MWD has failed to adjust its budget to meet changed circumstances, including lower water sales.

      • MWD‘s water sales are going down. Due to past board decisions, a significant amount of MWD revenue is generated by water sales – and MWD’s water sales have decreased by more than 500,000 acre-feet since 2008 – about 30%. But MWD has failed to grapple with this reality or recognize that shrinking water sales means shrinking revenues.
      • MWD’s spending is going up. MWD’s proposed budget will balloon to $1.9 billion in FY 2013/14 – a 16% jump from its current budget. Unlike cities and other public agencies across Southern California, MWD has failed to “right size” its budget to reflect current economic realities or reduced demand for MWD water. Instead, MWD is still budgeting and spending money as if it were selling as much water as it did in the past.
      • MWD has a flawed water supply plan. In spite of its reduced water sales, MWD is still planning to spend billions of dollars to develop new water supplies far beyond forecasted needs.  MWD’s budget continues to include even more subsidies for local supply development projects that will further reduce MWD’s water sales and revenues. During the March 13 Board meeting, six new water subsidy agreements were approved, including four with the Los Angeles Department of Water and Power.
      • MWD’s financial projections have been so wrong over the past five years that its financial reserves are being depleted. Facing rising costs and falling revenues, MWD is depleting its reserves rather than adopting a realistic budget based on reasonable sales projections. If the present trends continue, over the next several years, MWD water rates will continue to skyrocket.

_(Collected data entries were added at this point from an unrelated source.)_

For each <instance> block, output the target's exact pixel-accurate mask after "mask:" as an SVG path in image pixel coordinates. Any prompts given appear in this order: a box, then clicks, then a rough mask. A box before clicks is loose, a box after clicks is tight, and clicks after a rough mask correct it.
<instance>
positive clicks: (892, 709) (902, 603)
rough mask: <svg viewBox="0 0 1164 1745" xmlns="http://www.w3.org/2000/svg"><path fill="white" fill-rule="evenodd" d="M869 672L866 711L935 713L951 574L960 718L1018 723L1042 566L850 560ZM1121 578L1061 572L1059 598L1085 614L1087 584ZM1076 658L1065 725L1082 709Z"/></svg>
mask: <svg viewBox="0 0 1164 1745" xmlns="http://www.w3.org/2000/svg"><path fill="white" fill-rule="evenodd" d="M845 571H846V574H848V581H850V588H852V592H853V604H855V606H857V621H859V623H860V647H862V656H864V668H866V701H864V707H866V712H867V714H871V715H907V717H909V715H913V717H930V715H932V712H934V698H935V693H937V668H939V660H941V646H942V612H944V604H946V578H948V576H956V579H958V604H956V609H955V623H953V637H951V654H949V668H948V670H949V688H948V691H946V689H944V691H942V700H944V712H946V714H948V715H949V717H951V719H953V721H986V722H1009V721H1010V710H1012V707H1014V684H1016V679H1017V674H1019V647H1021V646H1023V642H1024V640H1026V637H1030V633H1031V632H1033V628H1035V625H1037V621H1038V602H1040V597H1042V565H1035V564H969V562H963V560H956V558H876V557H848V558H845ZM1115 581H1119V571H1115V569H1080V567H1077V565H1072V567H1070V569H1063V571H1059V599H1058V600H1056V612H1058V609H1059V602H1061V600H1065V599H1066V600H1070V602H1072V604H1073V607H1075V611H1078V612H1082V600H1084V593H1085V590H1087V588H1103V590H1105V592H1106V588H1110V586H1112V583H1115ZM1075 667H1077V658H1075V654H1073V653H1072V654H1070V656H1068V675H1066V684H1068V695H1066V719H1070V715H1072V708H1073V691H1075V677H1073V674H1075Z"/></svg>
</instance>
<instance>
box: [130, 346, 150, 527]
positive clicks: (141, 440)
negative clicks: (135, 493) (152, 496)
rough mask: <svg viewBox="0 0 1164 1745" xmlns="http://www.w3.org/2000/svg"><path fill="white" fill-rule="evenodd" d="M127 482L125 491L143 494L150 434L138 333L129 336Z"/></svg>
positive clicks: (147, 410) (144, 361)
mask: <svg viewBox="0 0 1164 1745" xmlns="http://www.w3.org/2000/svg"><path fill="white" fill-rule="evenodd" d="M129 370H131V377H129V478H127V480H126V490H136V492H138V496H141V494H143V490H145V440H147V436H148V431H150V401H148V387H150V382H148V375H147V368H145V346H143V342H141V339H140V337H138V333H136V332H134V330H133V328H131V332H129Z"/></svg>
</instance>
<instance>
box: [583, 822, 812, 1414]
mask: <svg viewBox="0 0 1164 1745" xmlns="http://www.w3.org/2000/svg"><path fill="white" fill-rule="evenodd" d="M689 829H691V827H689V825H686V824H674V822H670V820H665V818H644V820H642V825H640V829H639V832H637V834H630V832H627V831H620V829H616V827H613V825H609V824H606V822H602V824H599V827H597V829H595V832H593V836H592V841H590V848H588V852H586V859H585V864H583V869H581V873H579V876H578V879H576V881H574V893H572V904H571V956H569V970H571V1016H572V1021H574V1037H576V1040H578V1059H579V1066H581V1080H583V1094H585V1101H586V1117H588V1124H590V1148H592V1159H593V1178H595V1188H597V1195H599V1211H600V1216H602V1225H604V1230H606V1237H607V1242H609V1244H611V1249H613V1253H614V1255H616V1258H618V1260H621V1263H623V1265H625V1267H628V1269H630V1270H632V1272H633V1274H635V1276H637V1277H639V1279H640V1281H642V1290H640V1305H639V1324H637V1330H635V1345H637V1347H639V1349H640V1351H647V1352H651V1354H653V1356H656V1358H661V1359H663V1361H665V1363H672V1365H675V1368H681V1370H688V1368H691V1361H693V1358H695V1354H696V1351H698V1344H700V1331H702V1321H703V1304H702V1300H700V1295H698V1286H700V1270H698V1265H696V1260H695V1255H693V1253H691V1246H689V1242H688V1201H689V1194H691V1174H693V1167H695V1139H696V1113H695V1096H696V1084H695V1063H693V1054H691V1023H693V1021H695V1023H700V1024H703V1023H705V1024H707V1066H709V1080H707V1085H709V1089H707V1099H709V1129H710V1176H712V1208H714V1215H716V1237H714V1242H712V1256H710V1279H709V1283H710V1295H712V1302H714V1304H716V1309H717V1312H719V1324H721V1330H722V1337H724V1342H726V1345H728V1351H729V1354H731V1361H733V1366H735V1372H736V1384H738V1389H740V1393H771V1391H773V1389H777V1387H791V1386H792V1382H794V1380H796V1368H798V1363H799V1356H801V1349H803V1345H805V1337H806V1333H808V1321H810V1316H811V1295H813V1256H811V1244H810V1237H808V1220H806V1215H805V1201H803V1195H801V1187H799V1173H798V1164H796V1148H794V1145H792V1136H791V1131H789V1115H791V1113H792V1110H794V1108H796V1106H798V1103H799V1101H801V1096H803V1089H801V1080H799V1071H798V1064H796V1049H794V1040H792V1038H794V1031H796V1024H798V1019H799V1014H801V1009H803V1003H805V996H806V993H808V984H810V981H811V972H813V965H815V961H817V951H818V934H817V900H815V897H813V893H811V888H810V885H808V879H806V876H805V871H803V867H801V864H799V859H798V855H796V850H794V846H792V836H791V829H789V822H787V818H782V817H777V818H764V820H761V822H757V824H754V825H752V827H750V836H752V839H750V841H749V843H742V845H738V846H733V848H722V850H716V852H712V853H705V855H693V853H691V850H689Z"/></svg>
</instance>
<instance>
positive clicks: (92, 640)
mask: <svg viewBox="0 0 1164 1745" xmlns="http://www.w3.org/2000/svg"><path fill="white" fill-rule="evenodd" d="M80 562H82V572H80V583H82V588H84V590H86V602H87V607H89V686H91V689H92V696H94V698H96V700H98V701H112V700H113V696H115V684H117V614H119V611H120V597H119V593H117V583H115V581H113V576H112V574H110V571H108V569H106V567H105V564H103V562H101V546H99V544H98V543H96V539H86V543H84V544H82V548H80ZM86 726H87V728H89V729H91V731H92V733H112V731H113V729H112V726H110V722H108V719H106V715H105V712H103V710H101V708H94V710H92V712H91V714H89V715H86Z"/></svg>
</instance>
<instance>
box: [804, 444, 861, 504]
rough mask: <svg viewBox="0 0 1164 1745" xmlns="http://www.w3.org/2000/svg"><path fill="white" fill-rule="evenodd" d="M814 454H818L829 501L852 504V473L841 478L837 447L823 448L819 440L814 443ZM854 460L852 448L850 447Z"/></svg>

MWD’s recommendation is to raise water rates by 7.5% in 2013 and 5% in 2014 (these are average water rates – the actual impact on your water rates could be higher than the average).  If approved by the MWD board in April, MWD’s full service water rates will have increased by more than 100% over just nine years, from 2006 to 2014.

Find MWD’s proposed biennial budget and associated water rate increases here.

The Water Authority has urged MWD to reduce its expenditures to better meet its financial obligations and manage water rates.

Read the Water Authority’s comments on the MWD’s proposed budget and associated water rate increases here.


Since 2006, MWD rates have increased by 75%, and if the MWD board approves the recommended increases for 2013 and 2014 in March, MWD rates would have increased since 2006 by 101%.